How to raise a child who doesn't give up (no matter how tough life gets)
You can't shield your kids from struggles forever, but you can make it easier for them by helping build their positivity and resilience at a young age!
Parents would do anything for their children, but oftentimes it’s what they teach kids to do for themselves that will help them grow into well-rounded adults, who are equipped to face life’s challenges with courage and grit.
Try as you may, you can’t shield your kids from struggles forever, but you can make it easier for them by helping build their positivity and resilience at a young age!
Letting them make mistakes, while being there to help pull themselves up, learn, and move on is an essential life skill. It’s always good to remember, as a popular parenting proverb goes, that you are “raising an adult and not a child.”
Here are a few five tips worth trying, according to some parenting experts.
1. Build their confidence by not being controlling
Self-help author Laura Markham, Ph. D. cautions parents, in an article on Psychology Today, from hovering or being overprotective, as it is counterproductive to raising kids who are self-assured and open to learning new things.
2. Trust them to do manageable tasks at a young age
One of the best ways for them to learn is when they do things for themselves. But remember: encourage them to keep trying when they fail, assuring them that it’s a natural part of the learning process. Make sure to acknowledge their efforts as being just as important as desired results.
3. Prioritize E.Q. just as much as I.Q.
While academic excellence is to be encouraged, raising kids who are emotionally intelligent and resilient is just as important. Help them manage their emotions, especially the overwhelming ones. Dr. Kenneth Barish’s advice is to carve out a specific schedule in your day, like 10 minutes before bedtime, to talk about what they’re thinking or feeling and helping them navigate whatever currently upsets them.
4. Don’t give them all the answers
As a loving parent, it may be tempting to solve all of your child’s problems for them, but doing so can sometimes rob them of a learning opportunity.

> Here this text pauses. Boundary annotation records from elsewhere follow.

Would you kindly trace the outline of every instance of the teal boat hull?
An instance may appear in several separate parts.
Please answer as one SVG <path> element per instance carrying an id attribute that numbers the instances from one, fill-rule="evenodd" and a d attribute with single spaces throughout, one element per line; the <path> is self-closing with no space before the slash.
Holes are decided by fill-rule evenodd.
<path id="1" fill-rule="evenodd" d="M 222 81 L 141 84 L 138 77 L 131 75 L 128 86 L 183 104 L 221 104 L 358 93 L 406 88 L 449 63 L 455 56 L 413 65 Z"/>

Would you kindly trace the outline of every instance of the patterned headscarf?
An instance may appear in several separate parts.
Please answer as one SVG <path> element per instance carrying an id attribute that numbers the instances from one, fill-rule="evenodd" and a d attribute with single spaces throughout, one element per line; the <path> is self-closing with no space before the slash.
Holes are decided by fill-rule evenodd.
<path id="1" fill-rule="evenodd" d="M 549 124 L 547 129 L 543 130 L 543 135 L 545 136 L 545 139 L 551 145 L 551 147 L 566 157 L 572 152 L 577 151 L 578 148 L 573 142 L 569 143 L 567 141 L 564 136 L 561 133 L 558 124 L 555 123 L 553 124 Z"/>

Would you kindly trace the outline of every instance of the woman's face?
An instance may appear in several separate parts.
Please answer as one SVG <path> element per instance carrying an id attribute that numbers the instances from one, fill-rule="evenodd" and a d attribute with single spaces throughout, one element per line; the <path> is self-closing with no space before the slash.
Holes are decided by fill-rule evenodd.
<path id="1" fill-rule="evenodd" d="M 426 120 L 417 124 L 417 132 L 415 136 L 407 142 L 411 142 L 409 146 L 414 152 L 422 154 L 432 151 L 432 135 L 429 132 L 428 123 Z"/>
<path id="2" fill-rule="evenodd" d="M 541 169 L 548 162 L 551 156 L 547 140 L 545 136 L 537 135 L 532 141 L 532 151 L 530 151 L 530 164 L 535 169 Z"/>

Dr. Barish believes it is important to focus on the “how” instead of “why.”
For instance, if your child comes to you to confess that they broke their new toy and you respond by asking “why?,” chances are their answer will be something like: “Because I was not careful.” Though it’s healthy for them to acknowledge mistakes, it’s also vital for parents to encourage them to solve problems by asking “how?” In the said example, if you ask your child “how will you fix the broken toy?,” it not only stimulates their critical thinking, it also reassures them that they are capable of moving past their mistake.
Start with the small things in order to prepare them to face life’s bigger challenges as they grow up.
5. Be a role model
It can’t be stressed enough that parents who model positivity and emotional resilience will most likely encourage kids to develop the same values. It’s one thing to tell your child to “never give up”, but it’s a whole lot better to live this attitude in your own life each day.
“You cannot say to a child you want them to control their emotions, while you yourself are flipping out,” advises psychotherapist Lynn Lyons in an interview with PsychCentral.
Avoid negative words to come out of your mouth and show them the importance of positive self-talk, which is the result of consistently seeing the bright side of every situation.